Say I have two logistic models, the null model ($\omega_0$) and a model with one covariate ($\omega_1$). That is \begin{align} \omega_0: \quad \text{logit}(p_i) &= \beta_0 \\ \omega_1: \quad \text{logit}(p_i) &= \beta_0 + \beta_1 x_i \end{align} where $p_i = P(Y_i = 1)$ for some $Y_i \sim \text{Bernoulli}(p_i)$.

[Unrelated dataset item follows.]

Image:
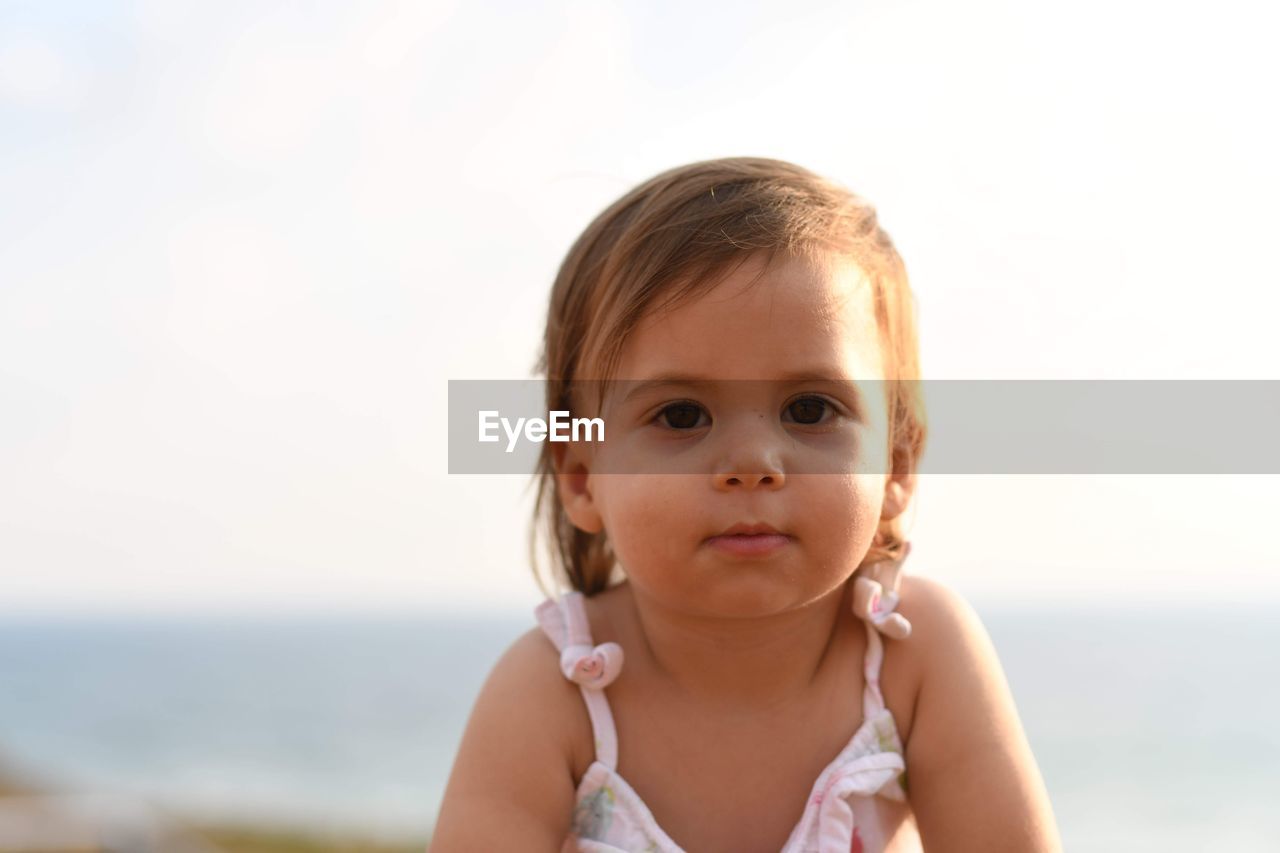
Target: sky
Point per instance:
(245, 246)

Shouldn't the Wald test for $\beta_1$ give the same result as the LRT for these nested models? I mean, aren't the null and the alternative hypothesis for these two tests the same? For the Wald test we have that \begin{equation} H_0: \beta_1 = 0 \quad vs. \quad H_1: \beta_1 \neq 0, \end{equation} and for the LRT we have the test statistic $D(\omega_0) - D(\omega_1)$ and the hypotheses \begin{align} &H_0: \omega_0 \quad &vs. \quad &H_1: \omega_1 \\ &H_0: \beta_1 = 0 \quad &vs. \quad &H_1: \beta_1 \neq 0 \end{align} In my analysis I've observed that the p-value of the Wald test is $0.04$ and the LRT gives a p-value of $0.07$. That is, with a cut-off of $0.05$, I arrive at different conclusions. I would expect that these two tests were asymptotically equivalent as I do have enough data.

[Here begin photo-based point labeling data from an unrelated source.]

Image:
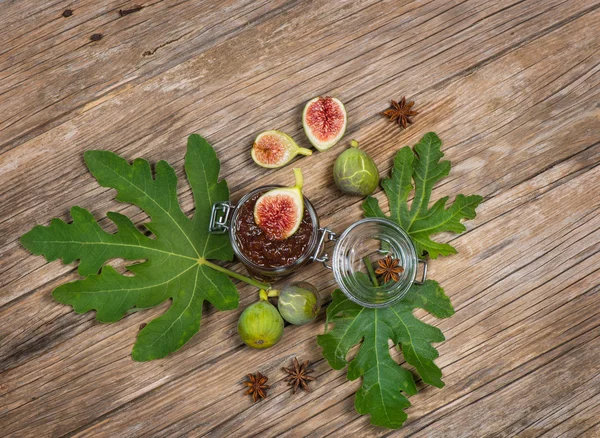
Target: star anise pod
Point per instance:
(389, 268)
(257, 388)
(298, 375)
(401, 112)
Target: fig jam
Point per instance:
(262, 251)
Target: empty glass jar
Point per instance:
(365, 241)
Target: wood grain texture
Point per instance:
(511, 86)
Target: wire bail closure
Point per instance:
(219, 217)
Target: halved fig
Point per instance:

So what is going on? Have I misunderstood the hypotheses in these two tests? Or is it just a coincidence that the two tests give p-values on either side of my cut-off level?

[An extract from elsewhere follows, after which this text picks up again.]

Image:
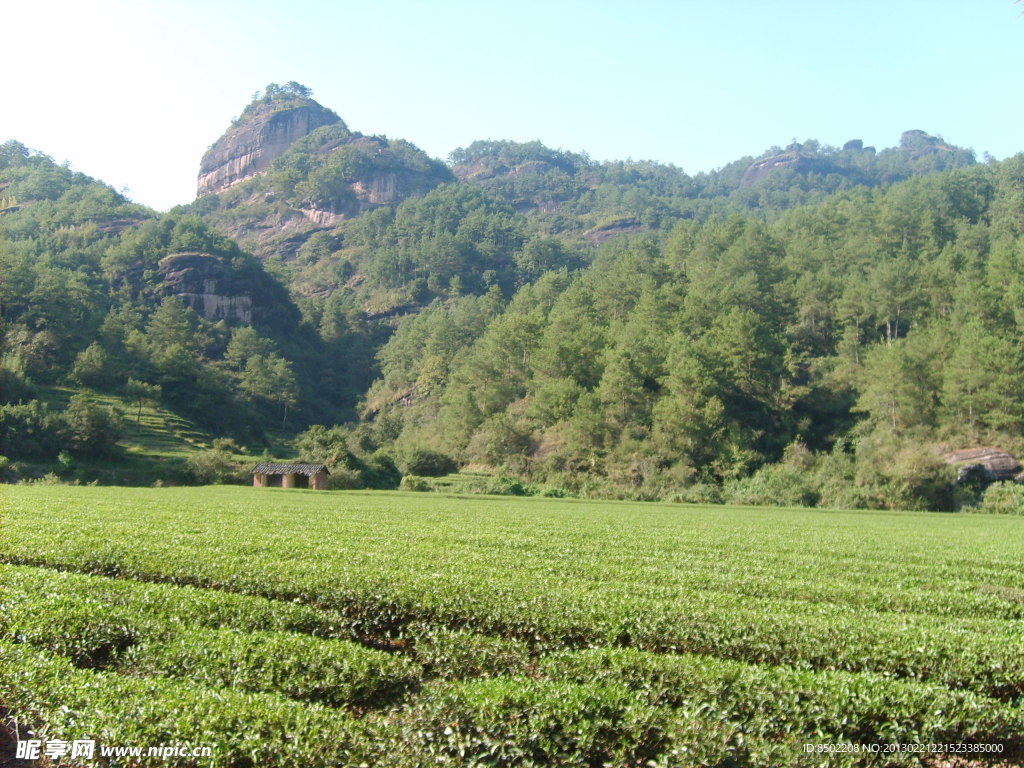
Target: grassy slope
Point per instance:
(156, 444)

EDIT The vector of observations $\mathbf{y}$ and the corresponding covariate vector $\mathbf{x}$ both have $1.7 \times 10^6$ elements. Hence why I believe that the asymptotic results should apply.
However, I've found that there are a about 1800 cases where $y_i= 1$, and about 3000 cases where $x_i = 1$. Both $y_i$ and $x_i$ record very rare events that occur over a large time interval, hence why the vectors $\mathbf{y}$ and $\mathbf{x}$ have $1.7 \times 10^6$ elements. I realise that there are very few 1's compared to 0's in both $\mathbf{y}$ and $\mathbf{x}$. How does this effect the asymptotics?